The notion of costly deleveraging and growing numbers of distressed properties make for a grim outlook for access to capital for South Florida commercial deals in 2010.
Most analysts predict commercial real estate vacancies will continue to rise while rents decrease across South Florida. Many expect the market to hit bottom this year.
According to a 2010 emerging trends in real estate report by PricewaterhouseCoopers and the Urban Land Institute, 2010 and 2011 will present generational opportunities for investors to buy at near cyclical lows, nationally and in South Florida. Access to capital remains a critical factor.
Vanessa Grout is vice president for acquisitions at New Valley, a Miami-based subsidiary of Vector Group with $250 million ready to spend on South Florida distressed properties. She said she expects banks to loosen up in 2010.
“I see an opportunity to fill in some of the gaps in the capital
structure that are created by stricter lending requirements when the
debt matures or becomes troubled,” Grout said. “In situations where the borrowers are still in the project, the debt coverage is thin and very close to triggering lock box covenants.”

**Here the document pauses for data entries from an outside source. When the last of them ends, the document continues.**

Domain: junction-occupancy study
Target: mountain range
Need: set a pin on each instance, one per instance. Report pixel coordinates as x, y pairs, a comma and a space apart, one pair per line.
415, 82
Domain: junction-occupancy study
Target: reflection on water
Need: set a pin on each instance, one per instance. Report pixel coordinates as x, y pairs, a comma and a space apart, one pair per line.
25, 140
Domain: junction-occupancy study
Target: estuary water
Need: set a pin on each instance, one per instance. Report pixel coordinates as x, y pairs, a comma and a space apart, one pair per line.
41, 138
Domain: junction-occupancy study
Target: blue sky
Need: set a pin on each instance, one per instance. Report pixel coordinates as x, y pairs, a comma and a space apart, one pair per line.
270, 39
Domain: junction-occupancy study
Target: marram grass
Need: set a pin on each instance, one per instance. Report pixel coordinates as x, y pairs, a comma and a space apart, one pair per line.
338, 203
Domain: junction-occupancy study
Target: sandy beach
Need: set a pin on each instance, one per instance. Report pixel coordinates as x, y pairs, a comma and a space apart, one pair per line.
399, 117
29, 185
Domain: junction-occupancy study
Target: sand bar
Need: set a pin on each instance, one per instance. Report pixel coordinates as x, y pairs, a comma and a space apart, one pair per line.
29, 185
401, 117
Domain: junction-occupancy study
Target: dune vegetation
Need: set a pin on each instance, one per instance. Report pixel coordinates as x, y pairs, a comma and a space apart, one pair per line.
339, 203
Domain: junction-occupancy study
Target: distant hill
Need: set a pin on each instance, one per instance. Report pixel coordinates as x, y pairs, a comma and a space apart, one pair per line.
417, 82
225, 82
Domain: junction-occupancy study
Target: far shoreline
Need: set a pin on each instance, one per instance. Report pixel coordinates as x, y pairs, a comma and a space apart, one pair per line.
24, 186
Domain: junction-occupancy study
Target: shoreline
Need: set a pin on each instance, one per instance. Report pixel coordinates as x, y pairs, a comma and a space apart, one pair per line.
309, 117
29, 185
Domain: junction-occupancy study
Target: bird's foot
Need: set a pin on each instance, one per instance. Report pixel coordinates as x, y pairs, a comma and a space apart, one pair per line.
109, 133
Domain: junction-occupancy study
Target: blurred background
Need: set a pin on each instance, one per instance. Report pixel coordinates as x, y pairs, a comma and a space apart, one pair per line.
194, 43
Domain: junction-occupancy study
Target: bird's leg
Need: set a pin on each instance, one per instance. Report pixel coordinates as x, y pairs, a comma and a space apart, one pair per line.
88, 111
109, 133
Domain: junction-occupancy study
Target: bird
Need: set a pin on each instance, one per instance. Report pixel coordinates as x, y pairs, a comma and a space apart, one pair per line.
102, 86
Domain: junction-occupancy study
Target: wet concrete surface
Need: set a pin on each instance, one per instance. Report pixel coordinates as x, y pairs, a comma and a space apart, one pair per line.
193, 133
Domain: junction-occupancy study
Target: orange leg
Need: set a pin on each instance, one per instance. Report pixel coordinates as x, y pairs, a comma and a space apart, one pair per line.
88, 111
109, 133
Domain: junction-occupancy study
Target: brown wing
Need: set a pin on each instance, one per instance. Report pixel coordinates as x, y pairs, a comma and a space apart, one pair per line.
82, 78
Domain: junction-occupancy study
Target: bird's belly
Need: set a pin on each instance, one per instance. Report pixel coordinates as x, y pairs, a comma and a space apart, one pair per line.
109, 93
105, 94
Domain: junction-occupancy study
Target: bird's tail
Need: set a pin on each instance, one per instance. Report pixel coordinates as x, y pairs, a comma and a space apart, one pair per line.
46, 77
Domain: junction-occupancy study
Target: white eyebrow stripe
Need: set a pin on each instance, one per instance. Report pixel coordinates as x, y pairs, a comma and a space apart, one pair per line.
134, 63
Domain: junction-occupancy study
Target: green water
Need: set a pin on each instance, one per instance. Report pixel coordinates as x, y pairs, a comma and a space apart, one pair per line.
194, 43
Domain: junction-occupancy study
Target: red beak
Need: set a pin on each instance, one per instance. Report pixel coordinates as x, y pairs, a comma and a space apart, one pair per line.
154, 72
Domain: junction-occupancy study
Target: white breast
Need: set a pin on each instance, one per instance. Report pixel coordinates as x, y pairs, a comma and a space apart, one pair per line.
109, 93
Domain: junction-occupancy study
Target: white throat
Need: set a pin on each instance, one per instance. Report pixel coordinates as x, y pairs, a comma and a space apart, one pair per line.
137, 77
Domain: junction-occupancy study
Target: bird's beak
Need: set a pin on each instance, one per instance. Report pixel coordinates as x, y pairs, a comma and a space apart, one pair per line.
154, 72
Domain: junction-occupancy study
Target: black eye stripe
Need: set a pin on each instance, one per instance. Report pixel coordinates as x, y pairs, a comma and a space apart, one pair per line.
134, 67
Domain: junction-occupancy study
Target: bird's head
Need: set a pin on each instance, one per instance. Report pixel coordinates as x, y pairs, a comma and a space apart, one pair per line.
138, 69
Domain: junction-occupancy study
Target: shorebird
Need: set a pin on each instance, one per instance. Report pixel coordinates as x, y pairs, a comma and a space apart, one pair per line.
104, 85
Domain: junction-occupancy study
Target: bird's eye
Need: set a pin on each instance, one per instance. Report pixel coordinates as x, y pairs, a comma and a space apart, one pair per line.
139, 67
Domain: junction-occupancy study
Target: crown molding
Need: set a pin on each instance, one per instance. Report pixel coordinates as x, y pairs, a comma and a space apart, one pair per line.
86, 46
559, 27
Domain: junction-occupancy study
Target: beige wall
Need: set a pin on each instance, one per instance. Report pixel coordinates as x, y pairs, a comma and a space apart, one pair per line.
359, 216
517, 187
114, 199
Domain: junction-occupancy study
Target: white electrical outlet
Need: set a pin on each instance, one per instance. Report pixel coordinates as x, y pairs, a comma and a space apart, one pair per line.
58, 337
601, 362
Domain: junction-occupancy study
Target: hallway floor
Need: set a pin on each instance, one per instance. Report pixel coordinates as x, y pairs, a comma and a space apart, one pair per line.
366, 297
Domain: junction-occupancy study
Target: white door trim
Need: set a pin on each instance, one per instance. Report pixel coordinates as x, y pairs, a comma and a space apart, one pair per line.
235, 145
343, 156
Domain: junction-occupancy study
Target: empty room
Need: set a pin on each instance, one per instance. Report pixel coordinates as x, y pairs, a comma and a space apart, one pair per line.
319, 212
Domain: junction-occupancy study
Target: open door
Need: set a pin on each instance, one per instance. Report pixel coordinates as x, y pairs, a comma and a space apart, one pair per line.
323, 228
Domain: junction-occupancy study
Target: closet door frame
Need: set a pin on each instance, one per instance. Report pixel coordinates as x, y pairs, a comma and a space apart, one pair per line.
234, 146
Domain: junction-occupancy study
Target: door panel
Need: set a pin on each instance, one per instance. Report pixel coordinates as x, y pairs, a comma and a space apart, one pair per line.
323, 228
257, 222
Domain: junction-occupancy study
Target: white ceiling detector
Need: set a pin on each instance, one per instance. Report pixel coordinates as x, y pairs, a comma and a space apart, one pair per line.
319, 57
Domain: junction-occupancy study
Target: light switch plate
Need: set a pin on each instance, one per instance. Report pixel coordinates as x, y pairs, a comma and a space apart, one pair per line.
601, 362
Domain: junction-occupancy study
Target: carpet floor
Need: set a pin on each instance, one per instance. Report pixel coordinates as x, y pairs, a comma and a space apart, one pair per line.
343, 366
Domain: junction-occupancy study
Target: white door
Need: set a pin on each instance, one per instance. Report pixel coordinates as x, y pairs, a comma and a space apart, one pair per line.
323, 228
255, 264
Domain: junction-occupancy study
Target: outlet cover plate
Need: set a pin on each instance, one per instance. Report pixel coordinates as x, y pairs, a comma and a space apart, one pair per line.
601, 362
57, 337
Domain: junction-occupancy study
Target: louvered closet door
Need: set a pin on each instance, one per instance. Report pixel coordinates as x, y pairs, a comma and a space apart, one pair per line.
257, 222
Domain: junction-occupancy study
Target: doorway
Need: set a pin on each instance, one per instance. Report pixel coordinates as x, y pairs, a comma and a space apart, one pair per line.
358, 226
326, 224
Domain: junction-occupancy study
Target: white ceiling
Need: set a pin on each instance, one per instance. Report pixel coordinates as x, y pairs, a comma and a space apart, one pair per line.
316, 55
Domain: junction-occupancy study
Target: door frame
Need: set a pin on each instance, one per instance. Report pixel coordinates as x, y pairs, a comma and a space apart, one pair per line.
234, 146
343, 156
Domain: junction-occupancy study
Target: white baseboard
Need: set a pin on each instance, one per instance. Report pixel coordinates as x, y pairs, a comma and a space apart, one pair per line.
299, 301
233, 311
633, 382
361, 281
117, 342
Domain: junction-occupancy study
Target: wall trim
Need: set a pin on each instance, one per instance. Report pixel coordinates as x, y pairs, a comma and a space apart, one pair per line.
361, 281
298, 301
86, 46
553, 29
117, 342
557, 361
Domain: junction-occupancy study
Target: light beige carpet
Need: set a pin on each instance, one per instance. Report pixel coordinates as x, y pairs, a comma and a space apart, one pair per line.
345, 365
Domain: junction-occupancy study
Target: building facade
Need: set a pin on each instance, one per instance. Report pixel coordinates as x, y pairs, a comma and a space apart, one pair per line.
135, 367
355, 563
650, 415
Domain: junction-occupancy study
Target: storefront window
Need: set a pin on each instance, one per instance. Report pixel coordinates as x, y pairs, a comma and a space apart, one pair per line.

In that scenario, the lender would require that all property revenue be directed to [the lenders’] control. Grout said current property owners in this situation remain concerned about the near future.
“Investors will urge more deals to close if they are able to structure
a deal with low interest rates and a purchase price just below book
value while allowing the bank to have a limited equity position once the asset is sold,” Grout said. “Land will continue to decline in value but most banks with the ability will hold the prime pieces.”
Gavin Campbell, managing principal of Steelbridge Capital, a
privately-held, real estate investment company in Miami, said most
markets are at or near bottom from an operational perspective. Still, sales values are not fully at bottom. He expects prices to continue sliding in many submarkets and subsectors in the face of extremely limited debt.
“Debt capital will continue to be scarce, although 2010 will be a
remarkable improvement over 2009, with insurance companies leading the way,” Campbell said. “Private investors, including high net worth [individuals] and hedge fund-private equity firms with local expertise will be the most active. Institutional investors are still on the sidelines.”
According to the Emerging Trends report, investors believe capital
will slowly begin to flow back into commercial real estate markets throughout the country by the end of 2010, led by all cash investors seeking quality assets. The debt markets will start to rebound too, the report predicts, but remain “far from normalized” in the wake of unprecedented deleveraging.
All this means that any lending will be conservative, expensive, and extended only to the most-favored banking relationships.
According to the report, REITs, including ones that are comprised of refashioned mortgage pools and private equity funds will start to provide loans to battered borrowers but at a steep price.
Tim Conlon, partner and U.S. real estate sector leader at PricewaterhouseCoopers, said only cash buyers will benefit from the emerging opportunities.
“Investors will need to be patient and transaction trigger points will
be improving job numbers, visibility into asset pricing and stepped-up tenant deals,” Conlon said. “Equity investors will need to focus on quality assets and expect to hold for at least a five- to seven-year period during the recovery, allowing fundamentals to slowly improve.”